The Marriage of Figaro by Mozart / Da Ponte. Co-Opera
directed by Tessa Bremner, Musical Director Brian Chatterton at The
Street Theatre, Canberra, March 29-30, 2011.
Reviewed by Frank McKone
March 29
“Co-Opera
was formed in 1990 with the express purpose of presenting opera in new
and imaginative ways….” Their aim is admirably achieved in this
production of Figaro, passing through Canberra on its east coast 30 performance tour from Adelaide to Port Douglas.
The
singing and acting was excellent throughout, though I make no bones
about being home-town biassed in praising the performance of Karen
Fitz-Gibbon. She has just last year completed her Honours year at the
Australian National University School of Music, and her Susanna was
close to perfect. Hers is the central role in Bremner’s approach to
Lorenzo Da Ponte’s libretto: Fitz-Gibbon’s timing and characterisation
made the whole play work dramatically.
Now, of course,
I’m forced to admit that Tessa Bremner is a one-time Canberra Critics’
Circle Award winner – for a production of Amadeus. All I can say
is that it is good to see that our award predicted continuing success,
especially since the value of critics is being questioned in the
blogosphere. (Follow this up in the current Currency House Platform
Papers No. 27, April 2011: HELLO WORLD! Promoting the Arts on the Web by Robert Reid, and Alison Croggon’s blog ‘The return of the amateur critic’ at http://www.abc.net,au/unleashed/20038.html)
My
reason for mentioning Bremner is that she was a successful stage play
director who clearly sees this opera production not as a series of
platforms for singers but as a drama of plot, thinking characters and
emotion. She has integrated all these elements into the wonderful
effects that Mozart’s music creates, and presented the work on a
smallish scale so that her audience can all feel personally part of the
theatrical illusion. The result is that all the social criticism
inherent in the original libretto is made apparent.
And,
it is important to say, Bremner is served very well by a small band, in
this case spread across the auditorium floor in front of Row A,
conducted in the traditional way by Chatterton at the continuo.
My
only thought about the originality of the show concerns the following
WikiLeak – sorry, Wikipedia entry: “It was Mozart who originally
selected Beaumarchais' play and brought it to Da Ponte, who turned it
into a libretto in six weeks, rewriting it in poetic Italian and
removing all of the original's political references. In particular, Da
Ponte replaced Figaro's climactic speech against inherited nobility with
an equally angry aria against unfaithful wives. Contrary to the popular
myth, the libretto was approved by the Emperor, Joseph II, before any
music was written by Mozart.”
Watching the performance it is obvious that Joseph II didn’t realise that the satire was too subtle for all
the political references to be removed, fortunately for us for it is
indeed the way that the servants Figaro and Susanna treat their ‘noble’

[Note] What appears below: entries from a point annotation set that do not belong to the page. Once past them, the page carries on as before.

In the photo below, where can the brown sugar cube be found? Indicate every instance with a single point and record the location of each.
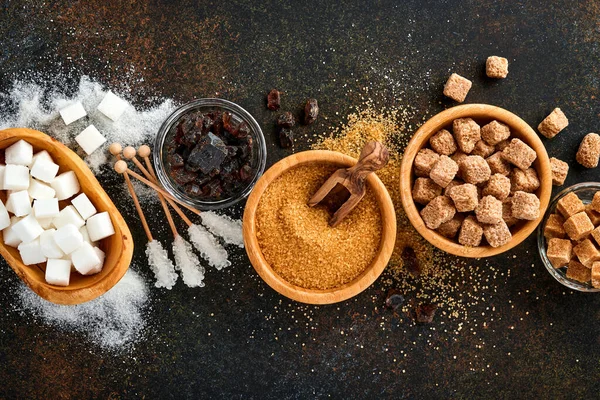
(586, 252)
(495, 132)
(553, 123)
(498, 165)
(559, 169)
(443, 143)
(450, 228)
(578, 226)
(470, 232)
(457, 87)
(483, 149)
(439, 210)
(443, 171)
(525, 181)
(589, 151)
(578, 272)
(465, 197)
(489, 210)
(570, 205)
(424, 161)
(559, 252)
(467, 133)
(554, 227)
(496, 67)
(474, 169)
(525, 206)
(425, 190)
(498, 186)
(519, 154)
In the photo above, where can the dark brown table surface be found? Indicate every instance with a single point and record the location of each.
(539, 339)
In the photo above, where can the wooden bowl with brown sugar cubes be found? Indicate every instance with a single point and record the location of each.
(476, 180)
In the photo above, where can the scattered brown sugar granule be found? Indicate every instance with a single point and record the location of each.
(589, 151)
(457, 87)
(553, 123)
(496, 67)
(297, 241)
(559, 169)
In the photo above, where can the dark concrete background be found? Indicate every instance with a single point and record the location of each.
(540, 339)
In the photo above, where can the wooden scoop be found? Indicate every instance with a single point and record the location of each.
(345, 188)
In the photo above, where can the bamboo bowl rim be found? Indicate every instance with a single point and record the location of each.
(318, 296)
(479, 112)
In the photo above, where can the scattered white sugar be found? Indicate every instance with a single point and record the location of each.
(114, 321)
(188, 263)
(161, 265)
(209, 247)
(223, 226)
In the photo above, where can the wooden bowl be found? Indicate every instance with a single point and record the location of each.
(118, 247)
(315, 296)
(482, 113)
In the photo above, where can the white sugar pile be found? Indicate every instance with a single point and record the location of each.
(161, 265)
(113, 321)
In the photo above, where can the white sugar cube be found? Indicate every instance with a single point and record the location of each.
(44, 170)
(28, 229)
(112, 106)
(49, 247)
(100, 226)
(90, 139)
(84, 206)
(16, 177)
(58, 272)
(45, 208)
(39, 190)
(19, 153)
(65, 185)
(68, 215)
(31, 252)
(68, 238)
(72, 112)
(19, 203)
(85, 259)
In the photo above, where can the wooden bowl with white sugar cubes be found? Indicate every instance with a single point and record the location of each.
(61, 233)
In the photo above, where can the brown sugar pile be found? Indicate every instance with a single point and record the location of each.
(297, 241)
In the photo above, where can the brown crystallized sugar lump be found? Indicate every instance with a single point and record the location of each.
(495, 132)
(489, 210)
(438, 211)
(589, 151)
(467, 133)
(443, 143)
(496, 67)
(553, 123)
(559, 169)
(578, 226)
(519, 154)
(465, 197)
(525, 206)
(425, 190)
(559, 252)
(424, 161)
(498, 186)
(471, 232)
(497, 234)
(443, 171)
(474, 169)
(457, 87)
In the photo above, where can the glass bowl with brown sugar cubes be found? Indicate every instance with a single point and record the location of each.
(569, 237)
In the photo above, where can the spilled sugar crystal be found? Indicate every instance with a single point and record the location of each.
(161, 265)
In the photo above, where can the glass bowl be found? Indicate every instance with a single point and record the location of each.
(585, 191)
(168, 130)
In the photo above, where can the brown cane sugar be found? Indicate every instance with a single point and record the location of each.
(297, 241)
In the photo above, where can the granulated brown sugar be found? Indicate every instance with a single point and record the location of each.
(297, 240)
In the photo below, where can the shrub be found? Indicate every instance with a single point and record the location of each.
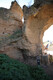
(11, 69)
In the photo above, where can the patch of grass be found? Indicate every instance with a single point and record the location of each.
(11, 69)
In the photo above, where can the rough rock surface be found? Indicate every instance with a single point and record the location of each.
(24, 41)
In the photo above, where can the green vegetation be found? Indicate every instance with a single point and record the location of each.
(11, 69)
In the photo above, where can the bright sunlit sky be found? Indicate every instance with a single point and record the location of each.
(7, 3)
(48, 34)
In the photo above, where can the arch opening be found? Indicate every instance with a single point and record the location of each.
(48, 40)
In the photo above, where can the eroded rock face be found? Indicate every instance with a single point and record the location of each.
(24, 41)
(10, 29)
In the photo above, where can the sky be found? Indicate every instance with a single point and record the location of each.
(7, 3)
(48, 34)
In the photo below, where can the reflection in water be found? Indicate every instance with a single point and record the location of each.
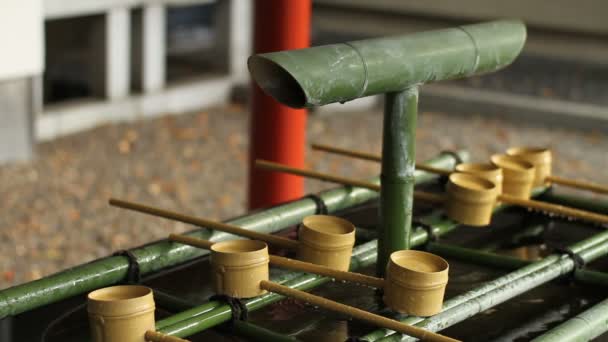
(531, 252)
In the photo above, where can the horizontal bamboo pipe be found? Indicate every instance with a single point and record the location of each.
(155, 336)
(264, 164)
(374, 157)
(355, 313)
(224, 227)
(578, 184)
(292, 264)
(435, 198)
(554, 208)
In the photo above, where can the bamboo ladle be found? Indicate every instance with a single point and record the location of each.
(436, 198)
(577, 184)
(323, 302)
(320, 235)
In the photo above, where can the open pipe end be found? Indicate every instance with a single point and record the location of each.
(276, 81)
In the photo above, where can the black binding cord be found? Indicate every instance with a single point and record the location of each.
(430, 231)
(579, 262)
(355, 339)
(239, 309)
(321, 208)
(454, 155)
(133, 272)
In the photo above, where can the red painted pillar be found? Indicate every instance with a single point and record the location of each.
(278, 133)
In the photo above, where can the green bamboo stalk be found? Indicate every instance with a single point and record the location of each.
(397, 178)
(343, 72)
(162, 254)
(493, 260)
(242, 328)
(598, 205)
(187, 326)
(585, 326)
(197, 322)
(504, 288)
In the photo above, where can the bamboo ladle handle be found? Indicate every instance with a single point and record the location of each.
(264, 164)
(554, 208)
(326, 303)
(436, 198)
(155, 336)
(579, 184)
(292, 264)
(374, 157)
(224, 227)
(355, 313)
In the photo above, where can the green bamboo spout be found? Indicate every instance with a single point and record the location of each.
(394, 66)
(343, 72)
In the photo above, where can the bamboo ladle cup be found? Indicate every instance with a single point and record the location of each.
(321, 236)
(266, 285)
(124, 313)
(539, 157)
(440, 199)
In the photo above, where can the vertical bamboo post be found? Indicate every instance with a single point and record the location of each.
(397, 178)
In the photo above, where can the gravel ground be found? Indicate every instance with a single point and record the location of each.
(55, 213)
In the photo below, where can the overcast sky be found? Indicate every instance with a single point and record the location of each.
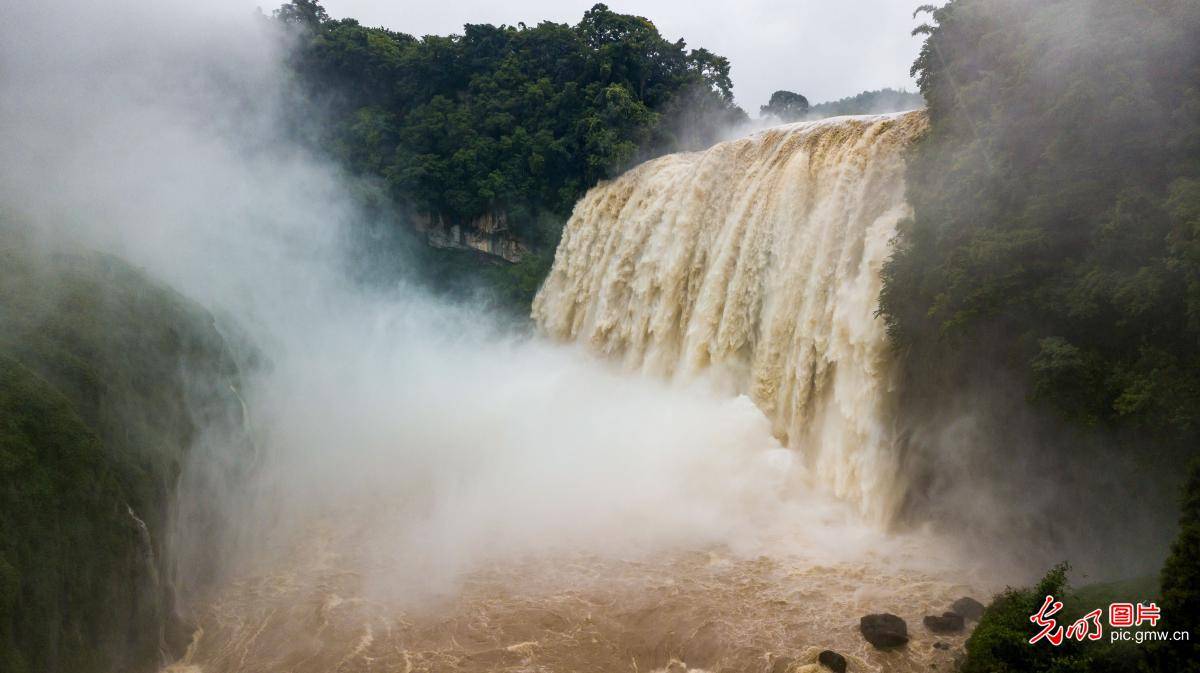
(825, 49)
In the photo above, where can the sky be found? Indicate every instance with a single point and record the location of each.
(825, 49)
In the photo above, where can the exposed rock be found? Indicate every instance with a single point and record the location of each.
(948, 623)
(967, 607)
(487, 234)
(781, 665)
(833, 661)
(883, 630)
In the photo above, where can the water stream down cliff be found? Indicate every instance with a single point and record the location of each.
(756, 260)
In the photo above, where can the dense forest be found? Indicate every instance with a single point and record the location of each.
(486, 139)
(1056, 242)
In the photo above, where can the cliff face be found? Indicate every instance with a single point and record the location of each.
(107, 380)
(487, 234)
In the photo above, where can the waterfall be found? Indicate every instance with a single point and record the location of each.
(757, 263)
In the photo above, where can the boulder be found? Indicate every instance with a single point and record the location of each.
(948, 623)
(883, 630)
(967, 607)
(833, 661)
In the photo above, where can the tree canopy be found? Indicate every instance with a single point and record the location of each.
(787, 106)
(519, 120)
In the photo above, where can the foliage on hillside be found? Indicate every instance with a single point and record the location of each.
(519, 120)
(105, 382)
(1001, 641)
(1057, 206)
(1056, 240)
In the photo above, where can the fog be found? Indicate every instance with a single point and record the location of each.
(431, 434)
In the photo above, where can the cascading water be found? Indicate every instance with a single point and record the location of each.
(471, 503)
(759, 260)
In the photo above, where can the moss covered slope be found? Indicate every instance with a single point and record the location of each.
(106, 380)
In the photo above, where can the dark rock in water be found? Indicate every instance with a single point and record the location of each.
(967, 607)
(883, 630)
(949, 623)
(833, 661)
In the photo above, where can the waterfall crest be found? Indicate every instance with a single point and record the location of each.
(756, 262)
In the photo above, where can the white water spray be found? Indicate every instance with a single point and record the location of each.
(757, 259)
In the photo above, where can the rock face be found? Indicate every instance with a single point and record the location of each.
(781, 665)
(487, 234)
(833, 661)
(948, 623)
(969, 607)
(883, 630)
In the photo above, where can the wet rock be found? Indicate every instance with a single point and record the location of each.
(883, 630)
(833, 661)
(967, 607)
(781, 665)
(948, 623)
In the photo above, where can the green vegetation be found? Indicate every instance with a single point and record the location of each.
(787, 106)
(105, 380)
(869, 102)
(1056, 240)
(1057, 208)
(1001, 641)
(504, 121)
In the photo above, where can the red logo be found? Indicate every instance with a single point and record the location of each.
(1121, 616)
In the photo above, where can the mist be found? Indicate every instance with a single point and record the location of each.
(426, 436)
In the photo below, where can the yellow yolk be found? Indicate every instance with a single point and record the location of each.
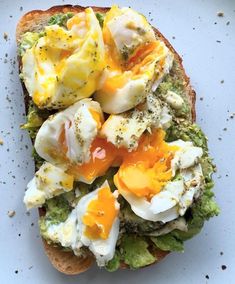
(145, 171)
(103, 156)
(99, 218)
(97, 117)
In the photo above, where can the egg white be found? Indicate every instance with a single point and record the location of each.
(80, 130)
(102, 249)
(130, 30)
(56, 81)
(49, 181)
(125, 130)
(176, 196)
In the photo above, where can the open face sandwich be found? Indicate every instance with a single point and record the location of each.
(122, 172)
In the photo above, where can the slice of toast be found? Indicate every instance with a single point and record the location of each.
(64, 261)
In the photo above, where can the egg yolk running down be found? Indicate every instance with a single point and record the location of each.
(98, 218)
(145, 171)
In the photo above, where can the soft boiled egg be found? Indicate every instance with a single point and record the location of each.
(146, 178)
(92, 223)
(126, 129)
(98, 222)
(136, 61)
(65, 138)
(49, 181)
(65, 64)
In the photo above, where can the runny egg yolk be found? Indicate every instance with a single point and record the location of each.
(99, 218)
(143, 172)
(148, 169)
(103, 155)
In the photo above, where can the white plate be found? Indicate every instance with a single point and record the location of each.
(207, 45)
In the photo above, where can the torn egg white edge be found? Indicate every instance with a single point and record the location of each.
(178, 198)
(54, 124)
(102, 249)
(37, 192)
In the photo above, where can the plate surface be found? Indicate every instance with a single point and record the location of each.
(207, 44)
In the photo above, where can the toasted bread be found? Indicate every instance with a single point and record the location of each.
(67, 262)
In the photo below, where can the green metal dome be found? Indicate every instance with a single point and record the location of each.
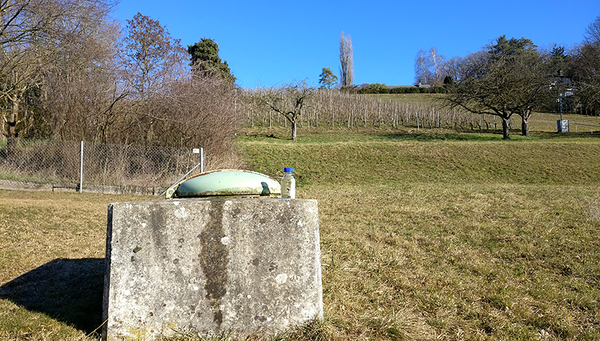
(226, 182)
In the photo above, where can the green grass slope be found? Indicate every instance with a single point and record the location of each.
(451, 237)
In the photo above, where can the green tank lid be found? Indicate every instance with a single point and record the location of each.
(226, 182)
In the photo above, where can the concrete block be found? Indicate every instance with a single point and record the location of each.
(211, 265)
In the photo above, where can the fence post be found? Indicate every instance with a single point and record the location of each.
(201, 160)
(81, 170)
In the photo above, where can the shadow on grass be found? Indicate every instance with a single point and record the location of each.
(485, 136)
(68, 290)
(428, 136)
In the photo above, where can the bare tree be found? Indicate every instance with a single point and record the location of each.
(153, 60)
(430, 67)
(346, 61)
(289, 100)
(592, 33)
(34, 38)
(509, 78)
(422, 68)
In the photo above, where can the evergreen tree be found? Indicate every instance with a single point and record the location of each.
(205, 60)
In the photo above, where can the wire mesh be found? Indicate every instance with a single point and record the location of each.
(48, 161)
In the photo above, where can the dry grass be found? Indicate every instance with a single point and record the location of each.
(447, 237)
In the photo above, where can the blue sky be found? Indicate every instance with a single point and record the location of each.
(270, 43)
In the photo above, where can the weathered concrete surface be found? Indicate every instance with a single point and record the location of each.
(240, 265)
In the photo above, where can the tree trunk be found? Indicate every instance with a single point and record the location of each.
(505, 135)
(11, 143)
(525, 125)
(293, 123)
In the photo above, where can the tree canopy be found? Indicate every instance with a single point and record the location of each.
(205, 60)
(506, 78)
(327, 79)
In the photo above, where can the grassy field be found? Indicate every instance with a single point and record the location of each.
(425, 235)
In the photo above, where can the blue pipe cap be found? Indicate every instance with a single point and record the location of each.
(227, 182)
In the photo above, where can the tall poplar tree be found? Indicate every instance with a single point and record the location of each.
(346, 61)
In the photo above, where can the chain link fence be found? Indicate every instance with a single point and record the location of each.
(63, 164)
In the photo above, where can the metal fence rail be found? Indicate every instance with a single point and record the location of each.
(592, 126)
(68, 162)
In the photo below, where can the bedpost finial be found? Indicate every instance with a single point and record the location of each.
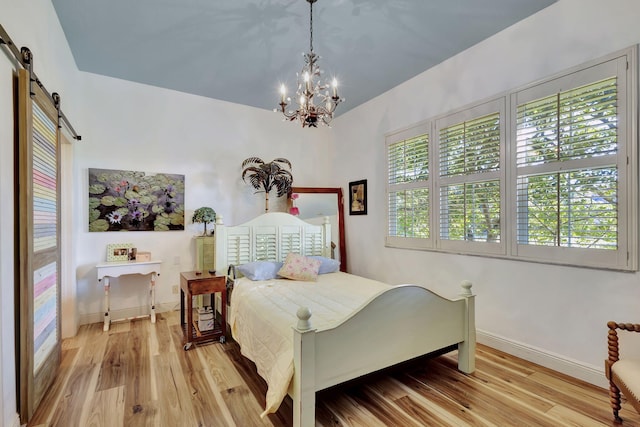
(303, 314)
(466, 288)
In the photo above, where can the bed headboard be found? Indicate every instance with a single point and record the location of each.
(269, 237)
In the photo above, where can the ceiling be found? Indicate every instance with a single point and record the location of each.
(242, 50)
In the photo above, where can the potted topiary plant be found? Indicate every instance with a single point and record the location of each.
(204, 215)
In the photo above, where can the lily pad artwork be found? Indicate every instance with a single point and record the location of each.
(135, 201)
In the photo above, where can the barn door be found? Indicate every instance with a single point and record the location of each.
(38, 222)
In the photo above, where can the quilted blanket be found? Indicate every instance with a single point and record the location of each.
(262, 314)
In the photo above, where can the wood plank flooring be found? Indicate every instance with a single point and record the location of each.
(137, 374)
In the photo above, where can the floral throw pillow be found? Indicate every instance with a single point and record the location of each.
(300, 267)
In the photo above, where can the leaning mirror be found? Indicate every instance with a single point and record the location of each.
(314, 204)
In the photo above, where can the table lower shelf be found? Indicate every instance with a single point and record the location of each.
(193, 335)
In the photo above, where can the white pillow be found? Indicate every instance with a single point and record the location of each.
(260, 270)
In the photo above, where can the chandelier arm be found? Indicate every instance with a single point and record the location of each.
(311, 25)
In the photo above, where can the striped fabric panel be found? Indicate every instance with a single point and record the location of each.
(44, 181)
(45, 227)
(44, 312)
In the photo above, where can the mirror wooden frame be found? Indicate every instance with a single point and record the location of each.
(338, 192)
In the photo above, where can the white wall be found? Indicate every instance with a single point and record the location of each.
(554, 315)
(138, 127)
(35, 25)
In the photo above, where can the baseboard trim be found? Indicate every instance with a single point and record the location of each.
(567, 366)
(127, 313)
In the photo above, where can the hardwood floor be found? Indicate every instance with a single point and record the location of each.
(138, 374)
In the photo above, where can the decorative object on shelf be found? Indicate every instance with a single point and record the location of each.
(143, 256)
(134, 201)
(204, 215)
(311, 87)
(293, 210)
(267, 176)
(118, 251)
(358, 197)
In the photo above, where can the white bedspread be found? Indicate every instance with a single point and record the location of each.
(263, 312)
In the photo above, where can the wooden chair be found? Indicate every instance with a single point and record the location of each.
(623, 374)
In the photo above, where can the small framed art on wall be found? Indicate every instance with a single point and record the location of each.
(358, 197)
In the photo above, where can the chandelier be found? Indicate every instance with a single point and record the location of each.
(311, 89)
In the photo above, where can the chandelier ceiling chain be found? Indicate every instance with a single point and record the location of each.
(311, 88)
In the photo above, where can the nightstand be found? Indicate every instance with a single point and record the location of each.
(192, 284)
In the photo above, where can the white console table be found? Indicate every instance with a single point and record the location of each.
(107, 270)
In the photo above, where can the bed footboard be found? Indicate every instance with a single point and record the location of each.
(397, 325)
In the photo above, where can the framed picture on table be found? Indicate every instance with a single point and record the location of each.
(358, 197)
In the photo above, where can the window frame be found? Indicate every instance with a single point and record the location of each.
(625, 257)
(393, 138)
(497, 105)
(622, 65)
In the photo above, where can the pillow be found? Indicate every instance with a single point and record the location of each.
(300, 267)
(260, 270)
(327, 265)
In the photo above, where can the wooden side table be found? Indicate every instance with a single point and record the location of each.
(192, 284)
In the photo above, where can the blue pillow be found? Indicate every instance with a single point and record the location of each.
(260, 270)
(327, 265)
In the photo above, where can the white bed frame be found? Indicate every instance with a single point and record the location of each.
(400, 324)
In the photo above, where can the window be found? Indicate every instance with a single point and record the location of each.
(571, 148)
(542, 173)
(408, 190)
(469, 181)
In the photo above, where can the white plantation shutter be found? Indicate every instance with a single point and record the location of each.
(576, 129)
(408, 192)
(470, 159)
(546, 173)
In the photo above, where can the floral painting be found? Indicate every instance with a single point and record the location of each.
(135, 201)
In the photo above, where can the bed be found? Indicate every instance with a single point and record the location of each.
(325, 349)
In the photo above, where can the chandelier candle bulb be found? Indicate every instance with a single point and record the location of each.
(283, 93)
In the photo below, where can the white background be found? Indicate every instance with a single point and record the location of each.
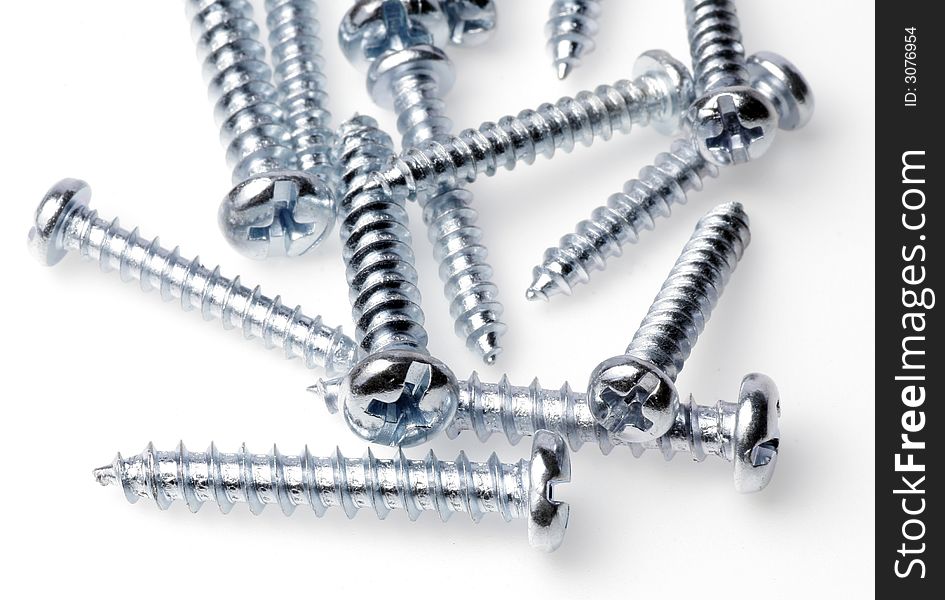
(110, 92)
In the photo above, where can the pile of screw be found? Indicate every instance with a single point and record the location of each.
(295, 176)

bosses that makes the show relevant today (as of course it was
especially when Beaumarchais’ original play was banned in France in the
mid-1770s). What Co-Opera might have done is to reinstate Beaumarchais’
‘climactic speech against inherited nobility’, which could be done
especially because Da Ponte’s Italian has already been translated into
English for most of this production.
For me, Figaro’s
tirade against unfaithful wives seemed very much out of place against
the self-confidence and sensibility of the women, who take such a modern
approach to the practicalities of dealing with rampant males. Though
it is true that at this point Figaro has misunderstood what Susanna has
done, the good humour and loving nature of their relationship from the
beginning is far too easily blighted in his attack. It would make much
more sense for him to take the nobility to task as they deserve at this
point, and as Beaumarchais intended.
Otherwise
originality was to the fore. The use of Germanic English for all of the
skulduggery and Romance Italian for the love songs was a beautiful way
to make even more of the music than Mozart’s Austrian audience would
have heard. The costumes, with beehive head-dresses, exaggerated
commedia make-up and a dress sense appropriate for each class of
character made for the intelligent comedy that this opera is. At the
same time the use of clear plastic costume overlays, dressing room walls
and ‘mirrors’ was an exciting modern touch which worked very well to
make the meaning of the play transparent.
I wish this production well on its journey travelling north.